Hi, everyone. "Moriarty" here with some Rumblings From The Lab...

We must get sent this link five times a day, despite having run it months ago here on the site. Yes... it’s a neat trailer. Many times, though, these live-action Asian SF films don’t live up to their trailers. I know many people who were let down by NATURAL CITY, let’s say, even though I thought it was a pretty damn good BLADE RUNNER riff, all things considered. As a result of having been burned in the past, I’m very curious to see if CASSHERN can live up to that amazing trailer, and today, we’ve got a report from someone who’s actually seen it...

I have been let down many times by Japanese trailers. Returner, Onmoyji 2, Dragon Head, Azumi…*I am not saying that I did not enjoy these films. But inclusion of too much 3rd reel material in the trailer, along with clips from most of not all of the major SFX shots, ended up pushing my expectations further than the final product could live up to.

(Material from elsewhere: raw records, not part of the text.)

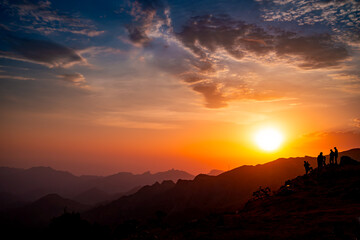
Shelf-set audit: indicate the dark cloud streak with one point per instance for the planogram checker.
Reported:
(41, 51)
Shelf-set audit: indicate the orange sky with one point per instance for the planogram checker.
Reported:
(153, 85)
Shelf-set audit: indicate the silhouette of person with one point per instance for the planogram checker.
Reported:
(332, 155)
(307, 167)
(336, 154)
(320, 160)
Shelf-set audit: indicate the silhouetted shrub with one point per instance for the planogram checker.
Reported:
(261, 193)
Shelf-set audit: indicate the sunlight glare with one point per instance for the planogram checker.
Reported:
(268, 139)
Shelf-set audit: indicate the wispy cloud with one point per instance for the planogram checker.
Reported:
(76, 79)
(39, 16)
(43, 52)
(15, 77)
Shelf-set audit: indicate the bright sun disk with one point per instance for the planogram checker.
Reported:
(268, 139)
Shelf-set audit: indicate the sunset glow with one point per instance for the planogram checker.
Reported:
(269, 139)
(160, 84)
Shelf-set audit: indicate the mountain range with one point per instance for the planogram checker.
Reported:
(26, 185)
(178, 199)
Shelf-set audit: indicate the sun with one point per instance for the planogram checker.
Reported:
(269, 139)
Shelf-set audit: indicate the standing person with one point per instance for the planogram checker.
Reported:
(332, 155)
(307, 166)
(320, 160)
(336, 154)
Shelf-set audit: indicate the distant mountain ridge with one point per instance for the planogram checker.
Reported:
(204, 194)
(33, 183)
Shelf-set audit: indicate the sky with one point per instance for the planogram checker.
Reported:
(98, 87)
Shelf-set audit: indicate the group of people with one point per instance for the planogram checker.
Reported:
(321, 160)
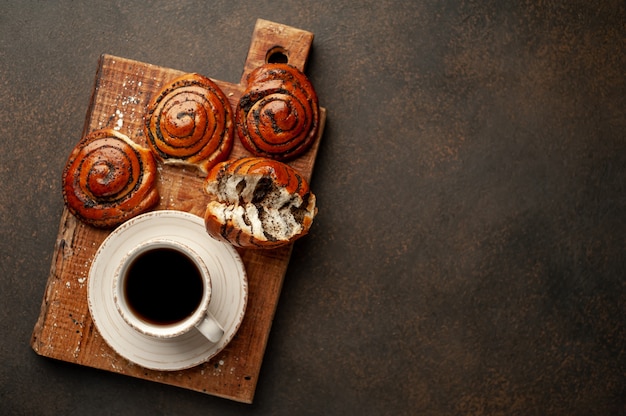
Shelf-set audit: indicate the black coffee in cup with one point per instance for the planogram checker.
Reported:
(163, 286)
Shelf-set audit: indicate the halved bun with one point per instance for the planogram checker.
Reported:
(258, 203)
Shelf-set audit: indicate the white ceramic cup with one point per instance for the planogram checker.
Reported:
(162, 288)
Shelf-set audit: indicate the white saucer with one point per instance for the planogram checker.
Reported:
(228, 299)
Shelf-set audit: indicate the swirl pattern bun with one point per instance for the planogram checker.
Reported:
(109, 179)
(258, 203)
(278, 114)
(190, 122)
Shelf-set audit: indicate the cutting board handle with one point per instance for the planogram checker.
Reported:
(274, 42)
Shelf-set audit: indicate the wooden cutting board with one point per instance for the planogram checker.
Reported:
(65, 330)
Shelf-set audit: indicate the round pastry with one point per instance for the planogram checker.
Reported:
(258, 203)
(278, 114)
(190, 122)
(109, 179)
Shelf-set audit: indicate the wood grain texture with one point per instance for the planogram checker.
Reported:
(65, 330)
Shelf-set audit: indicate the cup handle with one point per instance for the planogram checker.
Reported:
(210, 328)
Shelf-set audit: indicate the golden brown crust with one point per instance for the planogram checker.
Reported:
(109, 179)
(278, 114)
(190, 122)
(258, 203)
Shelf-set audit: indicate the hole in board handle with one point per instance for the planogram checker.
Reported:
(277, 55)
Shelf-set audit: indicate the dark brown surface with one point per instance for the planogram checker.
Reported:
(468, 257)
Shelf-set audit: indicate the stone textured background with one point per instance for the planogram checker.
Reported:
(469, 253)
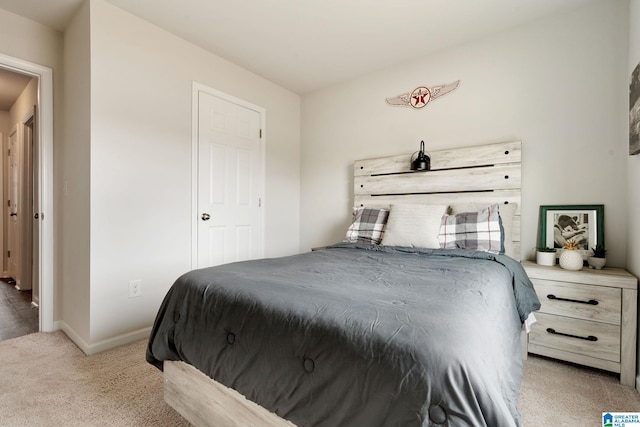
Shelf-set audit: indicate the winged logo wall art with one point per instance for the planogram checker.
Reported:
(419, 97)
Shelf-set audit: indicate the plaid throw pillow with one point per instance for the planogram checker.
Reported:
(479, 231)
(368, 226)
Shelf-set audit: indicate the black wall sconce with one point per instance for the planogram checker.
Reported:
(422, 162)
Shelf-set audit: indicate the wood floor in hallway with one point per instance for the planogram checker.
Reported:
(18, 316)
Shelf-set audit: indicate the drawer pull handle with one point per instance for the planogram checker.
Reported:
(589, 338)
(590, 302)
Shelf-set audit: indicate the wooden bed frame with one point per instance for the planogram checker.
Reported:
(483, 174)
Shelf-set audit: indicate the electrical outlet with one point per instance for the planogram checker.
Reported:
(135, 288)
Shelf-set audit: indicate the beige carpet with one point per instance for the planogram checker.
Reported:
(45, 380)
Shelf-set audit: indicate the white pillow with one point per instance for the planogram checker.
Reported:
(414, 226)
(507, 213)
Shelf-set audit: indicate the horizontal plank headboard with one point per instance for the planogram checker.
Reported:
(483, 174)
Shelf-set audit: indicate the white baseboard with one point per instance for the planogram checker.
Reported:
(103, 345)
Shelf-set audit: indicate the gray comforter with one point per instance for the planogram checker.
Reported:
(357, 335)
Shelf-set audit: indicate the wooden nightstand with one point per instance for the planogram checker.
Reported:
(587, 317)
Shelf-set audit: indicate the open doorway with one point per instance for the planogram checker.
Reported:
(27, 217)
(18, 109)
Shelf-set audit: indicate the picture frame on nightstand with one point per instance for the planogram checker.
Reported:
(582, 224)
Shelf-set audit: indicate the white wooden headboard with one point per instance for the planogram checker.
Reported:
(483, 174)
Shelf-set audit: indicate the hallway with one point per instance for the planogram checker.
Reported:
(17, 316)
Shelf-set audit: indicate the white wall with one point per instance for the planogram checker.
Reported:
(140, 174)
(633, 162)
(73, 156)
(558, 85)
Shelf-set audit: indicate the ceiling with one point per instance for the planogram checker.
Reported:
(306, 45)
(11, 86)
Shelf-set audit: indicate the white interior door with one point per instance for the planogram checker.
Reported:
(229, 182)
(13, 249)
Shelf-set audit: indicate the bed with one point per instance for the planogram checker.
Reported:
(362, 333)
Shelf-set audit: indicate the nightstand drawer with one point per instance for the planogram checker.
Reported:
(587, 302)
(583, 337)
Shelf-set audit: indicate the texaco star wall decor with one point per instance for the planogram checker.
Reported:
(420, 96)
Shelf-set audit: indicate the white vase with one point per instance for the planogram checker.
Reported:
(545, 258)
(596, 263)
(571, 260)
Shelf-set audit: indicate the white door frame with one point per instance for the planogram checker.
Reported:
(196, 88)
(45, 181)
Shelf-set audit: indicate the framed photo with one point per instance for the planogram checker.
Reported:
(581, 224)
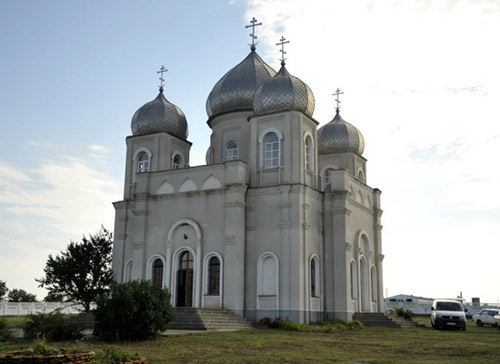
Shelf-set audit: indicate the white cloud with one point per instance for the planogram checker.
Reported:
(43, 209)
(421, 83)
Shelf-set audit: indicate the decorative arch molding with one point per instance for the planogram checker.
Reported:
(185, 221)
(211, 183)
(358, 240)
(278, 133)
(165, 188)
(196, 275)
(260, 278)
(206, 261)
(149, 268)
(142, 150)
(188, 185)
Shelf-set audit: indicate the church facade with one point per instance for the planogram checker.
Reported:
(280, 222)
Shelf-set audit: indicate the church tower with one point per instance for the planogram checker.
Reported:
(280, 222)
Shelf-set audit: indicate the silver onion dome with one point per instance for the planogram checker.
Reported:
(283, 92)
(158, 116)
(235, 90)
(339, 136)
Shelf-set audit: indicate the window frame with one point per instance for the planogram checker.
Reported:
(232, 154)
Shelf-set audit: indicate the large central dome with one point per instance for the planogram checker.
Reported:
(235, 90)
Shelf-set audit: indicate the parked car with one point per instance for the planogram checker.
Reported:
(486, 316)
(448, 313)
(497, 321)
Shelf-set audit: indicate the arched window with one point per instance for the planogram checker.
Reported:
(268, 277)
(308, 154)
(354, 279)
(214, 276)
(361, 175)
(128, 272)
(157, 273)
(271, 151)
(373, 281)
(232, 152)
(143, 163)
(314, 277)
(177, 161)
(328, 177)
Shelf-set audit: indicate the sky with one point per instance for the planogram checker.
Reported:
(421, 81)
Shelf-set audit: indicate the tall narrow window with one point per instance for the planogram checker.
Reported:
(232, 152)
(177, 162)
(373, 278)
(354, 279)
(271, 151)
(308, 153)
(214, 276)
(328, 177)
(314, 278)
(157, 273)
(143, 163)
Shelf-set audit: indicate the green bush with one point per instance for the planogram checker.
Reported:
(328, 326)
(53, 326)
(111, 355)
(136, 310)
(404, 312)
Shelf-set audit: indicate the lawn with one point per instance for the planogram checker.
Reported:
(364, 346)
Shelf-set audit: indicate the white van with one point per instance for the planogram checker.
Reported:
(448, 313)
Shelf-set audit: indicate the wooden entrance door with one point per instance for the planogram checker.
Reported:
(185, 280)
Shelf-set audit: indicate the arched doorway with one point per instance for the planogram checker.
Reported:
(185, 280)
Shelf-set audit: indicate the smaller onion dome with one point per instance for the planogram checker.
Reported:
(235, 90)
(159, 116)
(338, 136)
(283, 92)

So, after the Casshern trailer – certainly one of the greatest trailers I have ever seen – it was with both trepidation and expectation that I went into the cinema last Saturday. Luckily for me, my worries were unfounded – almost as soon as the movie started, I knew it was something special. I quickly settled down to enjoy one of those oh-so-rare truly incredible movie experiences.

The basic story is up, in English, at the Japanese A fifty year war has left the victorious Greater Eastern Federation in peril of extermination. Dr. Azuma’s “neo-cells” promise to save humanity, but when a bizarre fork of lightning strikes the military research facility the spare human pieces he is attempting to grow are turned into a race of mutant humans. The military quickly overreacts and guns down all but a few of them, who manage to escape and somehow end up taking Azuma’s sick wife, Midori, along with them.

Dr. Azuma’s son, Tetsuya, always at odds with his father, left for the battlefield a year previously. He is killed in action, and his body is delivered to the lab on the very day of the incident. The mutants having escaped, the Dr. takes his son and immerses him into the vat of “neo-cells,” bringing Tetsuya back to life – even as his ghost looks on and screams that he does not want to “go back to that side.”

However, the action of the cells is too much for Tetsuya’s body, and threatens to tear him apart from the inside. The father of Luna, Tetsuya’s fiancé, is working on prototype military power suits, and believing that one of his suits can prevent Testuya from being torn apart he takes charge of him.

Meanwhile, the mutants escape into the mountains. Just as it looks as though they will die from exposure, they stumble across an abandoned castle housing an army of robots. Kitting themselves out in some typically bizarre furs, armour, capes and weapons, the leader of the four remaining mutants declares that the humans who have created and then spurned them must all die.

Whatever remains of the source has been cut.